Julie Bornstein thought it could be a cinch to implement her thought for an AI startup. Her résumé in digital commerce is impeccable: VP of ecommerce at Nordstrom, COO of the startup Sew Repair, and founding father of a customized procuring platform acquired by Pinterest. Style has been her obsession since she was a Syracuse excessive schooler inhaling spreads in Seventeen and hanging out in native malls. So she felt well-positioned to create an organization for patrons to find the right clothes utilizing AI.
The fact was a lot tougher than she anticipated. I had breakfast just lately with Bornstein and her CTO, Maria Belousova, to find out about her startup, Daydream, funded with $50 million from VCs like Google Ventures. The dialog took an sudden flip as the ladies schooled me on the shocking issue of translating the magic of AI programs into one thing folks truly discover helpful.T
Her story helps clarify one thing. My first e-newsletter of 2025 introduced that it could be The Year of the AI App. Although there are certainly many such apps, they haven’t remodeled the world as I anticipated. Ever since ChatGPT launched in late 2022, folks have been blown away by the tips carried out by AI, however research after research has proven that the expertise has not but delivered a major increase in productiveness. (One exception: coding.) A study published in August discovered that 19 out of 20 AI enterprise pilot initiatives delivered no measurable worth. I do assume that productiveness increase is on the horizon, nevertheless it’s taking longer than folks anticipated. Listening to the tales of startups like Daydream which can be pushing to interrupt by offers some hope that persistence and endurance may certainly make these breakthroughs occur.
Fashionista Fail
Bornstein’s unique pitch to VCs appeared apparent: Use AI to resolve difficult vogue issues by matching prospects with the right clothes, which they’d be delighted to pay for. (Daydream would take a minimize.) You’d assume the setup could be easy—simply hook up with an API for a mannequin like ChatGPT and also you’re good to go, proper? Um, no. Signing up over 265 companions, with entry to greater than 2 million merchandise from boutique retailers to retail giants, was the simple half. It seems that fulfilling even a easy request like “I want a gown for a marriage in Paris” is extremely complicated. Are you the bride, the mother-in-law, or a visitor? What season is it? How formal a marriage? What assertion do you wish to make? Even when these questions are resolved, completely different AI fashions have completely different views on such issues. “What we discovered was, due to the shortage of consistency and reliability of the mannequin—and the hallucinations—generally the mannequin would drop one or two components of the queries,” says Bornstein. A person in Daydream’s long-extended beta check would say one thing like, “I’m a rectangle, however I want a gown to make me appear like an hourglass.” The mannequin would reply by exhibiting attire with geometric patterns.
Finally, Bornstein understood that she needed to do two issues: postpone the app’s deliberate fall 2024 launch (although it’s now accessible, Daydream remains to be technically in beta till someday in 2026) and improve her technical crew. In December 2024 she employed Belousova, the previous CTO of Grubhub, who in flip introduced in a crew of prime engineers. Daydream’s secret weapon within the fierce expertise conflict is the possibility to work on a captivating downside. “Style is such a juicy house as a result of it has style and personalization and visible knowledge,” says Belousova. “It’s an fascinating downside that hasn’t been solved.”

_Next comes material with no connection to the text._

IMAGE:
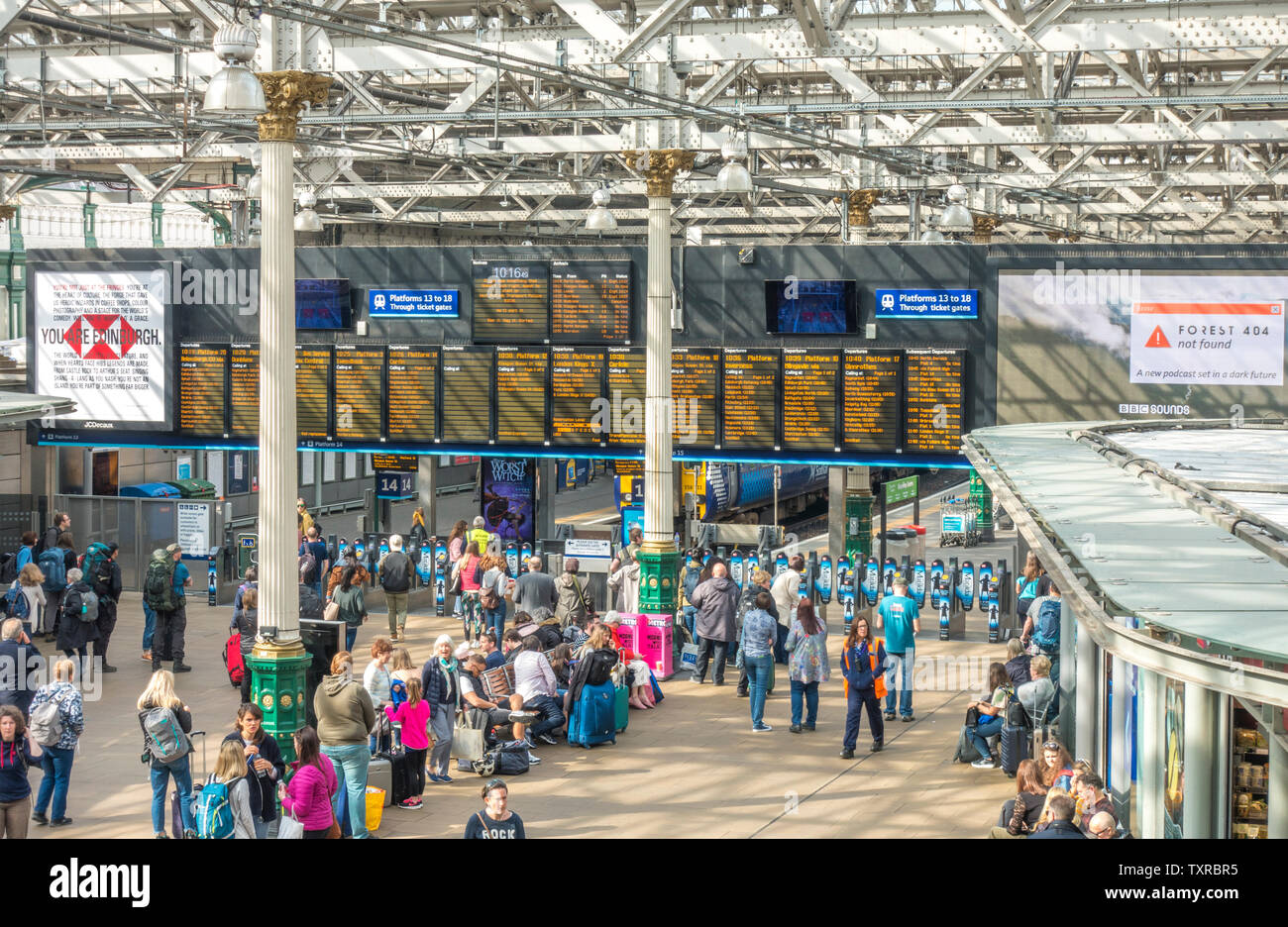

What’s extra, Daydream has to resolve this downside twice—first by deciphering what the shopper says after which by matching their generally quirky standards with the wares on the catalog facet. With inputs like I want a revenge gown for a bat mitzvah the place my ex is attending together with his new spouse, that understanding is important. “We now have this notion at Daydream of purchaser vocabulary and a service provider vocabulary, proper?” says Bornstein. “Retailers converse in classes and attributes, and consumers say issues like, ‘I’m going to this occasion, it’s going to be on the rooftop, and I’ll be with my boyfriend.’ How do you truly merge these two vocabularies into one thing at run time? And generally it takes a number of iterations in a dialog.” Daydream discovered that language isn’t sufficient. “We’re utilizing visible fashions, so we truly perceive the merchandise in a way more nuanced method,” she says. A buyer may share a particular colour or present a necklace that they’ll be sporting.
Bornstein says Daydream’s subsequent rehaul has produced higher outcomes. (Although once I tried it out, a request for black tuxedo pants confirmed me beige athletic-fit trousers along with what I requested for. Hey, it’s a beta.) “We ended up deciding to maneuver from a single name to an ensemble of many fashions,” says Bornstein. “Every one makes a specialised name. We now have one for colour, one for material, one for season, one for location.” As an example, Daydream has discovered that for its functions, OpenAI fashions are actually good at understanding the world from the clothes viewpoint. Google’s Gemini is much less so, however it’s quick and exact.